IBM / pytorch-large-model-support

Large Model Support in PyTorch
Apache License 2.0
132 stars 19 forks source link

Building pytorch LMS on cuda 11 cards #10

Open Sazoji opened 3 years ago

Sazoji commented 3 years ago

Is there a modified version of pytorch 1.5.X that's compatible with CUDA >=11.0 for RTX30 series cards? I can run small images very quickly on vanilla but LMS is essential due to the ram constraints on every 30 series card but the 3090 If anyone can direct me to a solution it would be VERY helpful.
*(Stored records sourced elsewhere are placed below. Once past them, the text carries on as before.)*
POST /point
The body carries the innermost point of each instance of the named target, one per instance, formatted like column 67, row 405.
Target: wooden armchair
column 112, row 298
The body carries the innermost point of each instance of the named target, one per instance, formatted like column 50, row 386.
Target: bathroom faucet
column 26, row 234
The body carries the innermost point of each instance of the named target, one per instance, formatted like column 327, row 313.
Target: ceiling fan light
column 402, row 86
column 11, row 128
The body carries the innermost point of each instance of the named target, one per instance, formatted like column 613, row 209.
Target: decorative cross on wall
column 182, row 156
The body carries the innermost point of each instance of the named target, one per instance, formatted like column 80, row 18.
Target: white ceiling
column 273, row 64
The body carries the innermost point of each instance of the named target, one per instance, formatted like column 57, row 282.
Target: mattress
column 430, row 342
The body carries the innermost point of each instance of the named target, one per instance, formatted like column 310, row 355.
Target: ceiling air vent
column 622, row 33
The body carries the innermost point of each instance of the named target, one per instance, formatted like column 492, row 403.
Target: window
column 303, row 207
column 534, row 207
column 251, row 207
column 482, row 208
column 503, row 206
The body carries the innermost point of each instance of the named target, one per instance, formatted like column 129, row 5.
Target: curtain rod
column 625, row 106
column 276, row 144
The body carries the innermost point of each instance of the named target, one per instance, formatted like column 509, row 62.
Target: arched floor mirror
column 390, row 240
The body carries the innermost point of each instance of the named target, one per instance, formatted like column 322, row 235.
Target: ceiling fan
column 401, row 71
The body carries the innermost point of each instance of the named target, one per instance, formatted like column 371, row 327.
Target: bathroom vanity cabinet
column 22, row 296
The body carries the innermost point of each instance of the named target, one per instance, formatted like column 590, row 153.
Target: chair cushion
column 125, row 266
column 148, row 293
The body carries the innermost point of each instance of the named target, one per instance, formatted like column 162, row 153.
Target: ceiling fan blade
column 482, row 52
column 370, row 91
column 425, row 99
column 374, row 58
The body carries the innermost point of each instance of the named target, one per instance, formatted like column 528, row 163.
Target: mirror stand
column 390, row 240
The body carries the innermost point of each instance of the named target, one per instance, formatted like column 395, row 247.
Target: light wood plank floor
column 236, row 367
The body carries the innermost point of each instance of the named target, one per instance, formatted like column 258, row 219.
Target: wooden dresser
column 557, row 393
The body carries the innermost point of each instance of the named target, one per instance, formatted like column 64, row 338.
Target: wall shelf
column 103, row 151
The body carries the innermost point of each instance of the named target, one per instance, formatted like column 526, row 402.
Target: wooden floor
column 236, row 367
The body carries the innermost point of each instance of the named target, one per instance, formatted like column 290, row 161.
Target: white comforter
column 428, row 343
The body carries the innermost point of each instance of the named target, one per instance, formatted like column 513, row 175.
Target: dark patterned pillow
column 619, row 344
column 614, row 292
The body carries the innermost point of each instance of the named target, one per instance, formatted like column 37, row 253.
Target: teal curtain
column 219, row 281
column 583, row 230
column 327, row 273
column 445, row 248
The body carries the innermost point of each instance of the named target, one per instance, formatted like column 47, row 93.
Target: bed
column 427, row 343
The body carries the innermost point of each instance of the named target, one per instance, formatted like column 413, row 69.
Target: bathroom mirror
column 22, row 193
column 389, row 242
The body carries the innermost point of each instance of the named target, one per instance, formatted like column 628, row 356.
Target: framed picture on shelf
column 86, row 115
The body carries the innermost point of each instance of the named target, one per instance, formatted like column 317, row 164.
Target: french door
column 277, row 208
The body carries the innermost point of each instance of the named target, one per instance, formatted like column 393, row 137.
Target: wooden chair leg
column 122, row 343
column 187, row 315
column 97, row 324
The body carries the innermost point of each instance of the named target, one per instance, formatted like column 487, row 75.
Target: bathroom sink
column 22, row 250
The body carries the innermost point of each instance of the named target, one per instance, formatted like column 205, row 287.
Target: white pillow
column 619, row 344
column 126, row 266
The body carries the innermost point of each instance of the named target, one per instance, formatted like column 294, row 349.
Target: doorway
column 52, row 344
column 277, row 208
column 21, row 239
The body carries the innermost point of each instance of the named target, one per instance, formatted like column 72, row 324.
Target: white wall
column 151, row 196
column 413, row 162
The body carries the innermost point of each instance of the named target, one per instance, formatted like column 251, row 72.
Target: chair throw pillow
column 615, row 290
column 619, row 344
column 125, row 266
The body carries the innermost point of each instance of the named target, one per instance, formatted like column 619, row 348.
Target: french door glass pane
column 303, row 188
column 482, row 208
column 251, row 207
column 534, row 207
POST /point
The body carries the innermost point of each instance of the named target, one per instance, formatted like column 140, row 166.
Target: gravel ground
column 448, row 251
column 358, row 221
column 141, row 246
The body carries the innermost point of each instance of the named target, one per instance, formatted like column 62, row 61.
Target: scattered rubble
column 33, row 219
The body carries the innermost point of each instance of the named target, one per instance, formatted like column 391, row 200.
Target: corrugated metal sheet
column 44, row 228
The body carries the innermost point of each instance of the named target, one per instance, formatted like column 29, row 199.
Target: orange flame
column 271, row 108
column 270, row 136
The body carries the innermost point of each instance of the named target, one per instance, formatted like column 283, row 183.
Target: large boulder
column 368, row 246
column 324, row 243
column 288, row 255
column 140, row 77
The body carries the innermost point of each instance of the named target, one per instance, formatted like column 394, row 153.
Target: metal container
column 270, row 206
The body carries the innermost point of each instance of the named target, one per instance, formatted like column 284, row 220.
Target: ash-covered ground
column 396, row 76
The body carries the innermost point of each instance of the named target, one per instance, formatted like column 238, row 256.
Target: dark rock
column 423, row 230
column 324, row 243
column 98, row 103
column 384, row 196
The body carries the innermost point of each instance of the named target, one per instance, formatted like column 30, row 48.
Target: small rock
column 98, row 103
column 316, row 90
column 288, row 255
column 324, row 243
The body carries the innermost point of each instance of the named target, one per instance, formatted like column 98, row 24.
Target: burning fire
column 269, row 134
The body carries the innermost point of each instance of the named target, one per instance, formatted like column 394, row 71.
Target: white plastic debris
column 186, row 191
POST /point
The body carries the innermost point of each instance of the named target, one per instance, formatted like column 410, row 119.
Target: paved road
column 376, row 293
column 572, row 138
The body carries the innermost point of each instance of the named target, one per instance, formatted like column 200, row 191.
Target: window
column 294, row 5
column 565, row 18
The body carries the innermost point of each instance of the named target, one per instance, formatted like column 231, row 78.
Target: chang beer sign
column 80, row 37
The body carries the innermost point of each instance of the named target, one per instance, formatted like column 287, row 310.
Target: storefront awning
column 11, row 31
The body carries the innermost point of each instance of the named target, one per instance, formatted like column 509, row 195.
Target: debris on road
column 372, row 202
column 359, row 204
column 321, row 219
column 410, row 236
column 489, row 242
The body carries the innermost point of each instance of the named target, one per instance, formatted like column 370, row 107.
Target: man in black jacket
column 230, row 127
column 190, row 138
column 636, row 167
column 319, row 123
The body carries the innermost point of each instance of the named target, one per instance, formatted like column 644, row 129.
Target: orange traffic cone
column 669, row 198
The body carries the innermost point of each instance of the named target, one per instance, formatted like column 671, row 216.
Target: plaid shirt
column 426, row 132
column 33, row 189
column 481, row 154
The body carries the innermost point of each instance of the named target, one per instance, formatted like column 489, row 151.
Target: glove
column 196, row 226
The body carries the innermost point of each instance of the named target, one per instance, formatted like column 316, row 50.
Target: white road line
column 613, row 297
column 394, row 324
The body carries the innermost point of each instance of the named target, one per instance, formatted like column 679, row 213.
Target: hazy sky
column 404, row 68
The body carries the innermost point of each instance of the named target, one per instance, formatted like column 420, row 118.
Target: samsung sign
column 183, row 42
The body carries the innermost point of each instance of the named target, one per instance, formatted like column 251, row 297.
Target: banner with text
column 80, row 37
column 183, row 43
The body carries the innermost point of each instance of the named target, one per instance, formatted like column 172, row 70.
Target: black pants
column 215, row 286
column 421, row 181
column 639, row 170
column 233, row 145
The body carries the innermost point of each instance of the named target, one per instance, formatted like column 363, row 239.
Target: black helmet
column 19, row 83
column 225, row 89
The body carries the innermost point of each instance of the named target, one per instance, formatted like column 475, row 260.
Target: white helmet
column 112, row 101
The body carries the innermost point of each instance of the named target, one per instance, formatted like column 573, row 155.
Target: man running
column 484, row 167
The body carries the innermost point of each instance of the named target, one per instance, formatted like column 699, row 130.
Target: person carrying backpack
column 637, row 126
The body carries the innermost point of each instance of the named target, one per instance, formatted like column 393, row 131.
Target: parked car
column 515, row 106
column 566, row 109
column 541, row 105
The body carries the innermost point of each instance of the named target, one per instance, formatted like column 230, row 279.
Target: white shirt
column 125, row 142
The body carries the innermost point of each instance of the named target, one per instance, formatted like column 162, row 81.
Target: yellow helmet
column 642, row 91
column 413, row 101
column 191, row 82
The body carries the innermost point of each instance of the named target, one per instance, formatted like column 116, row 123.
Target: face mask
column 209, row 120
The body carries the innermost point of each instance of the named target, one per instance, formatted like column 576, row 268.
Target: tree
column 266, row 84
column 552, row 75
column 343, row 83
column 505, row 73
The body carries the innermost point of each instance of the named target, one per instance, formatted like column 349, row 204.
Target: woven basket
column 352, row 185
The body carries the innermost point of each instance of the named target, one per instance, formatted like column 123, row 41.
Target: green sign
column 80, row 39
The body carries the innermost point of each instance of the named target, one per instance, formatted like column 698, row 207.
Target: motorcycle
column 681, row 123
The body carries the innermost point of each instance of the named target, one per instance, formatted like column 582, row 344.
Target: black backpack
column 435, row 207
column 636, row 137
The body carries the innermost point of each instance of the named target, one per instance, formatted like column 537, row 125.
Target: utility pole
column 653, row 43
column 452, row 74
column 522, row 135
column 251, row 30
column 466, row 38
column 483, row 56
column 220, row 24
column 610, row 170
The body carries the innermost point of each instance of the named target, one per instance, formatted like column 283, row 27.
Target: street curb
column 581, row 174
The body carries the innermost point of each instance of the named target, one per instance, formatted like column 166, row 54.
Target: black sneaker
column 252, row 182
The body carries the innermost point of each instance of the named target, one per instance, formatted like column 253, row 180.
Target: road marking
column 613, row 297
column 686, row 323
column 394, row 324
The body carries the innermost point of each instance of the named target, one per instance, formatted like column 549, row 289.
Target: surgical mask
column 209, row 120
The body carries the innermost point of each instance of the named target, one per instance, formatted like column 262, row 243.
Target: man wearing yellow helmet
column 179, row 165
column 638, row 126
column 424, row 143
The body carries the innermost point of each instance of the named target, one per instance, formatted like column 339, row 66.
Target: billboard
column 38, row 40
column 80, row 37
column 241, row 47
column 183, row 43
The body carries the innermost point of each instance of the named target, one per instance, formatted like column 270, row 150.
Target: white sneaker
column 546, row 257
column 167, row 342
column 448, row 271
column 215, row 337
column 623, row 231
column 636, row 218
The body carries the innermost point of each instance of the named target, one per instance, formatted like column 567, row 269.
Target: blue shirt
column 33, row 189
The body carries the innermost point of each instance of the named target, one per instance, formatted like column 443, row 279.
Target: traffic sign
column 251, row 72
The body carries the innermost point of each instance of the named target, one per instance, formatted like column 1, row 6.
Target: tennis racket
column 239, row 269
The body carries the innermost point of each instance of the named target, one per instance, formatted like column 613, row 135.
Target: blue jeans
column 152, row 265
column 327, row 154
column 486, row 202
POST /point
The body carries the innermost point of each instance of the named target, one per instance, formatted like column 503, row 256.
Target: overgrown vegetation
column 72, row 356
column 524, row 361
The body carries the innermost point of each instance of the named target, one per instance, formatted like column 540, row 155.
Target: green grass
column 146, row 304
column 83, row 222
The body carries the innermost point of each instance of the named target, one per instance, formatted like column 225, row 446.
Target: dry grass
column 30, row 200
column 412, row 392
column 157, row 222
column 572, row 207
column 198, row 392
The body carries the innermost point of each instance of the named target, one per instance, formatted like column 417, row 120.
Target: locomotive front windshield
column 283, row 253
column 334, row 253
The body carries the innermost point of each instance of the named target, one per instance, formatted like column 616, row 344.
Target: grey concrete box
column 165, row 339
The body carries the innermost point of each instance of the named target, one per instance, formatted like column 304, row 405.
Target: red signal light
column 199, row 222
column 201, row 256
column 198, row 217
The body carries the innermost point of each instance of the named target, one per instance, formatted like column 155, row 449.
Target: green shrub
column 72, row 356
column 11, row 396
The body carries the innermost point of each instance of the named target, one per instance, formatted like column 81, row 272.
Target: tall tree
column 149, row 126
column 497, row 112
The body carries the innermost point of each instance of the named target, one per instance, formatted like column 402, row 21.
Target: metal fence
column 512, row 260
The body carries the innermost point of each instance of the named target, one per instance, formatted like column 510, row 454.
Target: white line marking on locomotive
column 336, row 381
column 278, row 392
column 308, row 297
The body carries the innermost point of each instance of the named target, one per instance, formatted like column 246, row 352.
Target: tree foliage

Problem: patches were built for PyTorch 1.5.0 before the 30 series and compatible CUDA drivers where integrated -> unable to build pytorch LMS for graphics card nor use the prebuilt powerai repo

Possible solutions: find a compatible CUDA 10 driver that detects the 30series and builds pytorch 1.5.0 LMS is integrated into pytorch proper alternate solutions for memory management in training LMS is updated to pytorch 1.7.0 pytorch 1.5.0 is patched to support CUDA 11 toolkit

jayfurmanek commented 3 years ago

I agree with your assessment, but unfortunately don't have a solution. We no longer have the resources to maintain LMS for newer PyTorch versions that would bring the cuda11 support you need and have been unsuccessful in getting it merged upstream.